It's the same every four years. A couple of months before the World Cup finals, the new tournament ball is used in international friendlies, and the world's top goalkeepers all start complaining about how bad the ball is. It's too light, or too fast, or it moves through the air in a weird way; someone always compares it to one of those cheap foam balls you buy at a seaside supermarket.
The terrible and unnecessary new ball allows some people to complain about the game’s enslavement to capitalism; others take the chance to reminisce about their own favourite balls of times gone by; most agree that the ball will be bad news for goalkeepers, unless it will be worse for strikers, and by the second week of the World Cup everyone is bored of the ball conversation and there will be no more ball talk for another three years and nine months.
The story has been recycled so often that it has become an indispensable part of the World Cup build-up, one more component of the time-honoured quadrennial ritual, reassuring in its familiar rhythms. It’s like the weather reports from the North Pole that they play on the radio news on Christmas Eve.
Another time-honoured aspect of the World Cup build-up is the months of criticism in the Western media of some problems or “challenges” in the host country, often not football-related but usually at least football-adjacent, that threaten the success of the tournament.
In 2002 – a less interconnected age – the narrative was: the World Cup has stepped into the unknown. Does anyone in Japan or South Korea know anything about football? The tickets will be sold, but will the masses of spectators have the first idea what they are looking at? Will they know how to create a real World Cup atmosphere? (They did).
In 2010 and 2014, the stories focused on crime and poverty in Brazil and South Africa – would the travelling fans be safe (they were), and was it right for such countries to spend so much money hosting a football tournament that would be over in a few weeks, leaving a legacy of deserted stadiums and ballooning debt? (It was not).
Lost their edge
In 2006 the tournament was hosted by Germany, a rich Western country with outstanding rail infrastructure, with few obvious problems for foreign media to latch on to. That time the foreign media dwelt on how incompetent the German national team had become.
Why had the Germans lost their edge after so many years of relentless domination? Had years of peace and prosperity made German youth spoiled, plump and flaccid? And how would they cope with the mortification of flopping on home soil? (They didn’t).
Russia 2018 is an unusual case. Just when the World Cup challenge-narratives should be cranking into gear, it turns out that most of the headlines in the Western media already are about Russia and almost all of them are bad: spies poisoned, elections hacked, Europe destabilised, Syria bombed.
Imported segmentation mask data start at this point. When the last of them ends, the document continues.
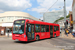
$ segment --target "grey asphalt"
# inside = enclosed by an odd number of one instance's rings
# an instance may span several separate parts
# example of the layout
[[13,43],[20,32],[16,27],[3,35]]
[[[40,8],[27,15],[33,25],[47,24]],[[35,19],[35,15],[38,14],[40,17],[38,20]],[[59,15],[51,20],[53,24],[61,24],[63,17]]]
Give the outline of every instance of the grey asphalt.
[[33,42],[0,38],[0,50],[75,50],[75,39],[50,38]]
[[51,38],[47,40],[52,45],[63,50],[75,50],[75,39],[69,38]]
[[0,38],[0,50],[61,50],[47,42],[48,40],[21,42],[11,38]]

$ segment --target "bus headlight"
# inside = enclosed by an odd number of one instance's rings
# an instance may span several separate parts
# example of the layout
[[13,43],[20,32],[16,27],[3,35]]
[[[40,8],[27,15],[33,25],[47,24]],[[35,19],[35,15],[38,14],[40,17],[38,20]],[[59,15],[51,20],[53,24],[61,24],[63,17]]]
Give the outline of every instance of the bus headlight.
[[26,37],[26,35],[24,35],[24,37]]

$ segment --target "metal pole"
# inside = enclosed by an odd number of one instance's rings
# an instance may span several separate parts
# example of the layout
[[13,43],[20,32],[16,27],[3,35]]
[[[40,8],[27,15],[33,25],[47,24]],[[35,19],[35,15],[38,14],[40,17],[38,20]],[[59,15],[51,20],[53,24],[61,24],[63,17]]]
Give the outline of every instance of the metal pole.
[[67,23],[66,23],[66,1],[64,0],[64,20],[65,20],[65,29],[67,28]]
[[9,37],[9,30],[8,30],[8,37]]

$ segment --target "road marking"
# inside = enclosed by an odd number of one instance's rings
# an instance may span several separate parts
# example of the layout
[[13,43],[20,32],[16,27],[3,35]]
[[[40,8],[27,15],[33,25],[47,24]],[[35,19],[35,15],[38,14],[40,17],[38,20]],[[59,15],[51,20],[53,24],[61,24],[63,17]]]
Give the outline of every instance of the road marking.
[[54,45],[54,46],[56,46],[56,45]]
[[62,49],[62,50],[64,50],[64,49]]
[[[62,41],[62,44],[63,44],[64,42],[66,42],[65,44],[75,45],[75,44],[70,43],[70,42],[67,43],[67,41],[65,41],[65,39],[61,39],[61,40],[60,40],[60,39],[54,39],[54,40]],[[58,42],[58,43],[60,43],[60,42]]]
[[72,43],[66,43],[66,44],[71,44],[71,45],[75,45],[75,44],[72,44]]

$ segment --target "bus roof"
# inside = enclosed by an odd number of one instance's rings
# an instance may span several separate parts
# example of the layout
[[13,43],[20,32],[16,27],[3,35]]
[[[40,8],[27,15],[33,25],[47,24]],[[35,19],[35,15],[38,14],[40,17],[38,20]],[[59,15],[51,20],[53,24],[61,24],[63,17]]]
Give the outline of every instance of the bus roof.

In this context stories about Russian football's racism problem are unlikely to make much of an impact.
Last week the British foreign secretary Boris Johnson suggested that Russia would exploit the World Cup for propaganda much as the Nazis exploited the 1936 Olympics. He was castigated for drawing a crass and stupid analogy between Vladimir Putin and Hitler.
Yet Johnson did not really do that, and this comparison was not one of his worse errors. You don’t have to believe that Russia is secretly planning a genocidal war of world conquest to perceive the parallels to which he was referring: international sport granting an aggressive and untrustworthy regime an opportunity to show off before the world.
Propaganda
A more pertinent criticism of Johnson's claim is that Russia's 1936 moment already happened four years ago, when Sochi hosted the 2014 Winter Olympics.
From the point of view of propaganda, the Olympics is much better than the World Cup, in that the Olympic host nation has the extravagant canvas of the opening ceremony to tell some kind of story about itself (a feature of the Games that was first explored to maximum effect in 1936). World Cup opening ceremonies are street theatre next to the national epics you now expect to see at the Olympics.
2008 and 2012 saw stunning displays at the summer games in Beijing and London as China and the UK staged massive celebrations of their history and culture. A new book by the Guardian's former Moscow correspondent, Shaun Walker: The Long Hangover: Putin's New Russia and the Ghosts of the Past makes an interesting point about the Russian opening ceremony at Sochi.
The performance featured episodes centred on Peter the Great, Natasha's dance from War and Peace, Soviet industrialisation and the liberalisation of the 1950s, culminating in Yuri Gagarin's flight into space. As Walker points out, Gagarin's flight happened in 1961, and nothing of Russia's history since then had been deemed worthy of inclusion. It looked as though the organisers felt the intervening 53 years had produced nothing to be proud of.
Russian history
“In a way, the final event in this journey through Russian history was the opening ceremony itself,” Walker writes, “a symbol of [Russia’s] return to the ‘top tier’ of nations that its president had called for fourteen years earlier.”
Yet as we know, the message did not stick. Western commentary on Sochi continued to focus on issues like homophobia and corruption, and those games are now remembered chiefly for the massive Russian doping operation that was exposed later.
Given all that has happened since then, it seems unlikely that the Russian government still holds out much hope for the propaganda potential of the World Cup. This is not to say that the tournament cannot help at all. Tens of thousands of foreigners who would otherwise never have visited Russia will go there and find that it is not as terrifying or alien a place as they have been led to believe. But it will be the country and not the presentation of the tournament that does the persuading.